Academic excellence: Peter Malati

Peter Malati from Seabe Village in Mpumalanga is a post-doctoral candidate in Chemical Engineering at the University of Cape Town. He runs a Chemistry project in six high schools in Nokaneng Circuit in Mpumalanga, mentoring rural learners in Science and Engineering. Growing up and going to school in a rural area, Peter understands the challenges rural learners face. He managed to beat the odds to reach great heights and is now using his own experiences to inspire rural youth to excel in Science and Maths.
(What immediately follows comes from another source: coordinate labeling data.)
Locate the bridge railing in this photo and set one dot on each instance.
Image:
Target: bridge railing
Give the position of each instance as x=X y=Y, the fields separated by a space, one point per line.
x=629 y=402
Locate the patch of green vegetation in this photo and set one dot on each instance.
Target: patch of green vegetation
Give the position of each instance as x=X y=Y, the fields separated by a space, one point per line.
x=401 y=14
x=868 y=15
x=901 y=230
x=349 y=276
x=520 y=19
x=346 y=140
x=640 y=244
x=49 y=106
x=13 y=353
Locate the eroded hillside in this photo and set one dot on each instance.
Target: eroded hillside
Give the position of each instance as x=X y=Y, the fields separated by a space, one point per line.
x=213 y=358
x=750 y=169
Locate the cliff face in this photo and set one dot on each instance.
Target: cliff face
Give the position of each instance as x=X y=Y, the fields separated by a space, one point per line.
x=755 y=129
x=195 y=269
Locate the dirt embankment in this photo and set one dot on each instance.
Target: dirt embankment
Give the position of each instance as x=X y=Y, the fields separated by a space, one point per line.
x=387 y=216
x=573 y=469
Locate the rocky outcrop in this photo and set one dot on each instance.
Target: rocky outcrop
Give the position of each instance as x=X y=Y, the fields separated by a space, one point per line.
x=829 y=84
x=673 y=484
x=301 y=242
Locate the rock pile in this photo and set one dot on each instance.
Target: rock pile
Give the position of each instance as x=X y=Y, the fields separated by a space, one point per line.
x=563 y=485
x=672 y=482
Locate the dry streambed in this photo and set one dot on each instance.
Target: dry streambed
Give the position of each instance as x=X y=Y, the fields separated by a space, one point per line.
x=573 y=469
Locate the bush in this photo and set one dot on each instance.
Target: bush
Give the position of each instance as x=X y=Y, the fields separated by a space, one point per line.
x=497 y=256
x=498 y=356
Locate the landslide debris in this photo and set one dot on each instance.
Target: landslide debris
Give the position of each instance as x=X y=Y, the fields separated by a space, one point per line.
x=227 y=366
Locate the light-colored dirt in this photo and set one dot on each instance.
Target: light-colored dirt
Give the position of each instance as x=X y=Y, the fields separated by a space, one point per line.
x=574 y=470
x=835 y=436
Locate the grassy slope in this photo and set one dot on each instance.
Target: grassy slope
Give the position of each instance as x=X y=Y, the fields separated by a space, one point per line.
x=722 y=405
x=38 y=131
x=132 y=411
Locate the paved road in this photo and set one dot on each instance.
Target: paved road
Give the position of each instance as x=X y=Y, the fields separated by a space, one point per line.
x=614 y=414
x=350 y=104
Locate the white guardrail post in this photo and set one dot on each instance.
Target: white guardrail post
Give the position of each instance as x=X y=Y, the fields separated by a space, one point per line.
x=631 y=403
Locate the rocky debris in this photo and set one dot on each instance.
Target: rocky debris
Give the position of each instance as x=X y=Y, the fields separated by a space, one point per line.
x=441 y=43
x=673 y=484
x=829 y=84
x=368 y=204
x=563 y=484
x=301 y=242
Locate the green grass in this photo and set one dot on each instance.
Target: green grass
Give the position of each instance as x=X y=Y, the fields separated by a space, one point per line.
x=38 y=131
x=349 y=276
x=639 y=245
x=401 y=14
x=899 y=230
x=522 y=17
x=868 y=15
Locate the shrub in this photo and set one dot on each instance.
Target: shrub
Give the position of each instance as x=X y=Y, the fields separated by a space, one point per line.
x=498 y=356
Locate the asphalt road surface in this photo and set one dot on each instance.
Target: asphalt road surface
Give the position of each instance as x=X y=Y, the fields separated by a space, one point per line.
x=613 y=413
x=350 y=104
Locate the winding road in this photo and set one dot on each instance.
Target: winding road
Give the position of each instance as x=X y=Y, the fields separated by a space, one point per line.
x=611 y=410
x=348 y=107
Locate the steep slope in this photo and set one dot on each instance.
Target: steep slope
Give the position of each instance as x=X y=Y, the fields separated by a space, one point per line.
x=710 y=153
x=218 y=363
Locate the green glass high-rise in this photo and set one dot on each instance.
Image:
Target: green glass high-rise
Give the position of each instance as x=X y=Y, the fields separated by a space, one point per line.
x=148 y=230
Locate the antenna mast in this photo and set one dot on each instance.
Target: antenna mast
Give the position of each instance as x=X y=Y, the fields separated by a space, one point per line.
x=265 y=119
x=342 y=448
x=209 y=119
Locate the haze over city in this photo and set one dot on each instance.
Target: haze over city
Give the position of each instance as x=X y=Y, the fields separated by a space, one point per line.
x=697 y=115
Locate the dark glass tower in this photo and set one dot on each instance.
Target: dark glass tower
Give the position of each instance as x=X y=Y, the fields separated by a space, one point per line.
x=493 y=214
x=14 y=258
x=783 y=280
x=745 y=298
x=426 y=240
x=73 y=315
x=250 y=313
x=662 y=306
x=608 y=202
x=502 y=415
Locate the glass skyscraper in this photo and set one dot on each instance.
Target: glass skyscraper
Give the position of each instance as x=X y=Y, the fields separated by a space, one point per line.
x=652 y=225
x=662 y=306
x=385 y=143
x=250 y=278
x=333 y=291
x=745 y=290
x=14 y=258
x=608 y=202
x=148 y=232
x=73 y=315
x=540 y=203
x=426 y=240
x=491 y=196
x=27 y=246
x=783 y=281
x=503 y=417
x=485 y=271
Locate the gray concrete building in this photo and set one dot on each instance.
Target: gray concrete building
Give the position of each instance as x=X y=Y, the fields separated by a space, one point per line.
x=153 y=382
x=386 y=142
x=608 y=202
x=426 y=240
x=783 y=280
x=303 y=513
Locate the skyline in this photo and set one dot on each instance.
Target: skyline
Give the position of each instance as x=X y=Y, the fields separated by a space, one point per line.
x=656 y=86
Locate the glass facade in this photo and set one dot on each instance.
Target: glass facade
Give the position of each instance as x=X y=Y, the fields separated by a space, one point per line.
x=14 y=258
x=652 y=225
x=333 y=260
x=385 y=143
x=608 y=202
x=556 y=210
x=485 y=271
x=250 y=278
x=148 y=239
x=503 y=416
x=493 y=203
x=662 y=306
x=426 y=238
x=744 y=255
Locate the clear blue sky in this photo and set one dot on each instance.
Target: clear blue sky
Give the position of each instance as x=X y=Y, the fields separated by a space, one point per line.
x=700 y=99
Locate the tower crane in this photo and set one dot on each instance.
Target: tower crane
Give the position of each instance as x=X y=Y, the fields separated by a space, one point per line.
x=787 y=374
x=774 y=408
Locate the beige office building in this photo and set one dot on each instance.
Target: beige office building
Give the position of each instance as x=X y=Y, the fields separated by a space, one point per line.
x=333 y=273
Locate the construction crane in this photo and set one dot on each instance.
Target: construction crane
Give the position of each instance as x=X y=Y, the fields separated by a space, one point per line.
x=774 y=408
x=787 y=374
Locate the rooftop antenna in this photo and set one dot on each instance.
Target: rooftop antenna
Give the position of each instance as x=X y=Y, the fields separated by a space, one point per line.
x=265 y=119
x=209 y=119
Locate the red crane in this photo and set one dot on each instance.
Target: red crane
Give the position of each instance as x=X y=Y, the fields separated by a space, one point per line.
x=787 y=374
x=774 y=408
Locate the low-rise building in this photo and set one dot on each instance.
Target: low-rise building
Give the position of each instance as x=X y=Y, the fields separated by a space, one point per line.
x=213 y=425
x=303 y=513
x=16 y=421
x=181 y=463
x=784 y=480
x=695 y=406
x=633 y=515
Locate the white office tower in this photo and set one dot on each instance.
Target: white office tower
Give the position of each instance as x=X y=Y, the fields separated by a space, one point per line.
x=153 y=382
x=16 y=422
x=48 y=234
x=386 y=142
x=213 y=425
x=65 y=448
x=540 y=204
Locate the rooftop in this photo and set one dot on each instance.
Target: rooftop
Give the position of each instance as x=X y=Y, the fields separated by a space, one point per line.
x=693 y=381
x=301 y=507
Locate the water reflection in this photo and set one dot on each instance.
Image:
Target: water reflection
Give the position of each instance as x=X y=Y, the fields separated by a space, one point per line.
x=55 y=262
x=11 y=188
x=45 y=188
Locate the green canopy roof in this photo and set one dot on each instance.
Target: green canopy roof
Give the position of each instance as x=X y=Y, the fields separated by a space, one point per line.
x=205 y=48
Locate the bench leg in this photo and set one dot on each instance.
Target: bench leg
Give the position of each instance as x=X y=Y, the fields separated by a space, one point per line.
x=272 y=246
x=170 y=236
In 2011, the Brightest Young Minds organisation selected him to attend their annual summit as one of South Africa’s brightest young minds representing the brilliance and diversity of our country. Hundred delegates are selected each year on the criteria of innovation, leadership and academic accomplishments.

Health and wellbeing: Ross Mcreath

Ross McReath received this award for running a cricket club for the youth of Nolukhanyo Township in the Eastern Cape. The club gives these youngsters an opportunity to develop their talents and provides access to professional trials. Since many of them are from disadvantaged backgrounds, it also gives them a chance to experience life beyond township boundaries.

Social cohesion: Lebogang Bogopane

This award went to Lebogang Bogopane who was born North West. Lebogang makes a difference in the lives of many people as a volunteer at a 24-hour centre for abused and abandoned children and women. She not only counsels the victims, but cooks for them, feeds them and helps to bathe them. When necessary, she also refers them to relevant professionals for further assistance.